How are youth referred to your center?  Referrals are made to The Front Porch from the Juvenile Court, self-referrals, Savannah Chatham County Public Schools, local law enforcement, Homeless Authority, Department of Family and Children Services.  We opened doors October 2018 and to date we have served 465 youth and families.

What data and outcomes does does The Front Porch track? We track the number of youth receiving assessments, the number of referrals to behavioral health providers, number of referrals to pro-social activities, number of unduplicated clients referred to The Front Porch, and number of youth completing program in 90 days.  Completion is defined as whether youth and families are connected and engaged in the services.

What is the biggest challenge your assessment center faces? The biggest challenge The Front Porch faced was when the pandemic started. The number of referrals during the beginning of the pandemic (March 2020) decreased our referrals significantly. As a result, a lot of outreach was done to make sure that the community we serve knew we were still open for business. Since then, our referral numbers have been increasingly better; some months even better than the year before.

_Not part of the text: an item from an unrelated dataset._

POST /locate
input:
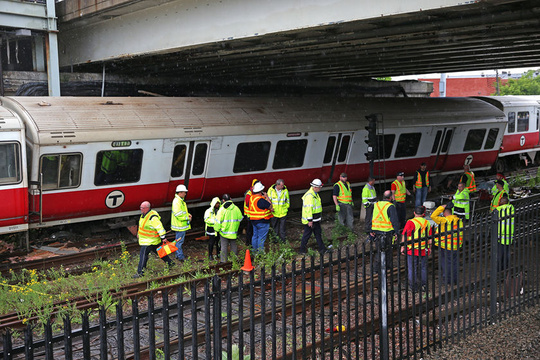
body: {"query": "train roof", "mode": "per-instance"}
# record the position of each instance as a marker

What is your favorite tool used in an assessment and why? We use the Pediatric Symptoms Checklist assessment tool. It’s a brief questionnaire that helps identify and assess changes in emotional and behavioral problems in children.  I like this tool because it is brief and the questions are youth friendly. Also, the scores determine if clients are at risk for conduct issues, attention problems and issues with anxiety and/or depression. These scores help guide staff with making appropriate referrals.

What is the process your center uses to ensure youth are connected and matched with services after an assessment? Based on the outcome of the screening & assessments, to include whatever families say they need, referrals are sent out to appropriate providers. Once a week, a collaborative meeting is held with all involved parties (i.e. all case managers, mental health/medical providers, educational advocate, Juvenile Court) to discuss referrals and brainstorm around any additional needs.

How does your center divert youth from the JJ system? The Front Porch is a Risk Reduction Program established to divert youth who would otherwise be referred to the Court for delinquency, dependency, and Children in Need of Services (CHINS). The Juvenile Court has a Diversion Program where Probation staff review cases weekly to determine what cases can be diverted to The Front Porch. In addition, we educate our law enforcement partners on using their discretion to divert cases from JJ and making referrals to The Front Porch.

What are you looking forward to most with the development of the NAC? I am looking forward to the networking and brainstorming with other assessment centers as to how they operate. The Front Porch is in the process of developing a Standard Operating Procedure which will outline the referral process which includes timelines to completing screening and assessment so that we can engage children and families quickly and link them to services as expeditiously as possible. I look forward to talking with other centers as to whether they have a case management system and a tool to evaluate outcomes.